On est très ambivalents dans notre société par rapport au risque. Il y a une inflation de la réglementation par rapport à la sécurité et en même temps les individus sont assez rétifs là-dessus. Je pense que l’on confond le principe de précaution et le principe de prévention. Si dans un établissement, une personne fait une « fugue », l’établissement va mettre en place des mesures de contrôle pour l’ensemble des résidents. Pour une personne qui est sortie, on va en « condamner » 60 ou 80 à rester à l’intérieur. Le principe de précaution, c’est cela. Le principe de prévention est tout autre. Il revient à se questionner sur les raisons de la sortie du résident et à trouver les précautions individuelles pour cette personne en particulier. Il ne faut pas perdre de vue que la notion de « risque » varie d’un individu à l’autre. Les résidents ne sont pas des clones, et chacun a eu tout au long de sa vie une manière de prendre des risques mais ils se trouvent confrontés à la même règle générale de l’établissement qui sera celle du seuil d’acceptation du risque à l’intérieur de l’institution. Mais quand on annihile un risque, on en crée un nouveau.

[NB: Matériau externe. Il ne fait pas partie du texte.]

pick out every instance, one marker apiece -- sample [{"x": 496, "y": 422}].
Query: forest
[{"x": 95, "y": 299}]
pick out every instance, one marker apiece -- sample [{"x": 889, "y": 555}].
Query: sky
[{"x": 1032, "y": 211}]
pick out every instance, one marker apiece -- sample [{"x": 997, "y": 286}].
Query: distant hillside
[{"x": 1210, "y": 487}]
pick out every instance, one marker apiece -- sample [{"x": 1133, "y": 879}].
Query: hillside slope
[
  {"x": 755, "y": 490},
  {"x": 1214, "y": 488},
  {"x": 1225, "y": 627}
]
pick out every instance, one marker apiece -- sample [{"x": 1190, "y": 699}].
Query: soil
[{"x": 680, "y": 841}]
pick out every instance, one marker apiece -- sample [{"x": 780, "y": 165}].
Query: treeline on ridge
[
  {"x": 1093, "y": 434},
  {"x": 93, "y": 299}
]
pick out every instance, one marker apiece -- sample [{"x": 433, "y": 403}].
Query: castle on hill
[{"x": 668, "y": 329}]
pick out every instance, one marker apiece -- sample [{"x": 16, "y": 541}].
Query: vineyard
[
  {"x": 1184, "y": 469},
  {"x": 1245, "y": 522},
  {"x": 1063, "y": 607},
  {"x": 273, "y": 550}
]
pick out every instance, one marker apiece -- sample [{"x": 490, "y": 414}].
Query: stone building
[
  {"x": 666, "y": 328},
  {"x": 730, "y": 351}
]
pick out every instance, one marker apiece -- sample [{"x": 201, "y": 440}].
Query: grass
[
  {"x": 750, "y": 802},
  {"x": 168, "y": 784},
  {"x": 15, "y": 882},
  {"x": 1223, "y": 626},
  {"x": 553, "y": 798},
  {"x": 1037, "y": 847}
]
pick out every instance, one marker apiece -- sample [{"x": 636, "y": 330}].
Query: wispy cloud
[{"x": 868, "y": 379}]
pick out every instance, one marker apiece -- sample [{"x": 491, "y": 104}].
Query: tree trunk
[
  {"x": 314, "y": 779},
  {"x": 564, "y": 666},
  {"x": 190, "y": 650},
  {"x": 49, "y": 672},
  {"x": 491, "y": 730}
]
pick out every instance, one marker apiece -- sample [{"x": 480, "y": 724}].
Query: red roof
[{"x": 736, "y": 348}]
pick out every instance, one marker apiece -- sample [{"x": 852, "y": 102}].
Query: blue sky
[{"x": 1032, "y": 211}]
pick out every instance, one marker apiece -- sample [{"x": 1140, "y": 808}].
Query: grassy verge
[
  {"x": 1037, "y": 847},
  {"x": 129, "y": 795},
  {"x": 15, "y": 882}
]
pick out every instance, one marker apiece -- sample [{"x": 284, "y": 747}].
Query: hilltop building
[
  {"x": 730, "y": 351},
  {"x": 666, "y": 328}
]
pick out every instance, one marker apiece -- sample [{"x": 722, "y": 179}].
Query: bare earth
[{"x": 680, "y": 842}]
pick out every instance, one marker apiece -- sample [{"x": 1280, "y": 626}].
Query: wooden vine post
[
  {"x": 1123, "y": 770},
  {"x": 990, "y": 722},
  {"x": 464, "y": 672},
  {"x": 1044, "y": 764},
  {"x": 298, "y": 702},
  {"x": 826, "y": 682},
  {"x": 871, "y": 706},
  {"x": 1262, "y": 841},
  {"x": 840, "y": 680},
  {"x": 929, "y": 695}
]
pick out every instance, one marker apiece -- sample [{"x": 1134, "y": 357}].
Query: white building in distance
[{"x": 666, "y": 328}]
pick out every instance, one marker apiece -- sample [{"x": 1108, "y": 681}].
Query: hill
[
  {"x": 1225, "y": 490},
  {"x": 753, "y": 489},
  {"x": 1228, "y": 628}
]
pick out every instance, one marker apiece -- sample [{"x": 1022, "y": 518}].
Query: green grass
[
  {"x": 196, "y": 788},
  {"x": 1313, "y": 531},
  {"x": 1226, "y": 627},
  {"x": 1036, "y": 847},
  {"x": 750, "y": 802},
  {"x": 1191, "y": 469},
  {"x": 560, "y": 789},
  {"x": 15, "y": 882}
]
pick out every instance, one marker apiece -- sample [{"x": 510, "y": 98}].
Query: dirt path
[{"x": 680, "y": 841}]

Imaginez-vous vivre dans un environnement entièrement mort-né. Ce n’est plus la vie ! On ne fait pas la différence entre qualité et qualité de vie. Selon la définition de l’Organisation mondiale de la santé, la qualité de vie est la perception qu’a un individu de sa place dans l’existence, dans le contexte de la culture et du système de valeurs dans lesquels il vit. A chaque fois que l’on fait enfler les normes de qualité des institutions, on s’éloigne de ce qui, normalement, est le but de l’établissement : trouver une certaine qualité de vie pour les personnes hébergées.
Les familles ont peur car elles ne connaissent pas le fonctionnement de l’établissement. Les établissements n’ont pas réellement pris en compte les familles. Elles sont satellisées autour de l’établissement. Les EHPAD auront toujours des problèmes avec les familles des résidents tant qu’elles n’auront pas été réellement intégrées dans le fonctionnement institutionnel. On est aujourd’hui sur un processus d’opposition, de défiance réciproque, alors qu’en réalité les intérêts des établissements et des familles sont quasiment les mêmes.
Oui, il existe encore des marges de manœuvre. Ce serait terrible d’imaginer que seule la réglementation ferait fonctionner des lieux dans lesquels des personnes vivent. Le jour où les résidents auront le sentiment de ne plus avoir d’espace de liberté, on entrera de plain-pied dans la maltraitance. L’éthique requiert une marge de manœuvre.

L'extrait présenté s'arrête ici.